Without doubt this is the source, or maybe the result, of the expression "a bed of roses".

Also Claudius Aelianus (175? -235? AD) Latin professor of rhetoric who insisted on publishing his work in Greek (it was called μελίγλωττος / melíglôttos = honeyed tongue), and who wrote a Ποικίλη ἱστορία, Several Stories, Weird Stories, collects this cartoon or story about Sybarite people. He says in his Stories, in his Latin version Ninth Book, 24:

Smindirides Sybarita adeo in luxuriam delitiemque prolapsus est; ut cum omnes Sybaritae delitiis vacarent, vitaque diffluerent, hic omnes longe post tergum relinqueret. Proinde quodam tempore in rosarum foliiss recumbens experegefactus dixit se postulas ex nimia lecti duritie inflactas habere.

Smindyrides the Sybarite advanced to so high degree of luxury that, although the Sybarites themselves were very luxurious and made the pursuit of pleasure and delight of life their only occupation, yet he surpassed all of them. On a time being laid to sleep on a bed of roses, as soon as he awaked, he said that the hardness of his bed had raised huge blisters on him.

No doubt the story or tale went on running in the Middle Ages and even later, in written texts or in oral tradition.

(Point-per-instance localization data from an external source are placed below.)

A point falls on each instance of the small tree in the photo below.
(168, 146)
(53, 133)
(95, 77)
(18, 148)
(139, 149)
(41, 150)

This Sybarite story has an obvious reflection in the famous tale published by the well-known Danish author Hans Christian Andersen "The Princess and the Pea", in which an unknown girl confirms her royal ancestry and status as princess because lying on a bed of twenty mattresses she could not sleep due to the trouble that a pea that was under them caused her. So delicate the little princess was!

Andersen said that he had heard the story as a child and then took the memory. Its structure and social intention is different from the story about Smindyrides the Sybarite, but the bottom line is the same and the relationship, known or forgotten in Europe, is evident.

Among similar stories or tales it is quoted one of the Indian story collection of the eleventh century called Kathásaritságara (The Ocean of rivers of legends): a young man gets up from a bed of seven mattresses and feels hurtful because under the first or lower one there was a hair that bothered or disturbed his dream.

Any relation has also got an Italian tale in which a jasmine petal wounded in its fall the delicate skin of a sensitive Italian woman.

So, somehow, it turns out still more curious that it is not quoted as precedent or similar the story about Smindyrides the Sybarite.

However, we can quote a fragment from a lecture by a curious character, the Spanish Pablo of Ballester, Orthodox bishop in Mexico, who was shot to death in 1984 by a general who alleged mental disorders. Pablo of Ballester was a professor of Classical Greek at the Autonomous University of Mexico and headmaster of the Hellenic Cultural Institute and famous lecturer.

Ballester says in his book Lectures I, Great Greek World, edited by Cruz. O Publications SA, Mexico, 1996, page 102:

Near those latitudes was the wonderful city of Sybaris, the finest in the whole world but yes! in the whole world! of all ages! … Let me say (I promise that is the last time) what happened in Sybaris one night when a scream was heard, a woman let out a scream that woke everybody in Sybaris. They said:

– What is it? What is going on?
– Well, it's the princess who shouted
– And why has the princess shouted?

They all ran to the palace. The princess had cried because- like every Sybarite person- she slept on a bed of rose petals and one petal was bent when she went to sleep! So… she almost breaks the side … The Sybarite people, such a springy civilization, so refined, weren´t they? As they were able to resent a rose petal when it was folded…

Obviously Ballester made a logical mix: the story about Smindyrides the Sybarite with the tale of The Princess and the Pea by Andersen.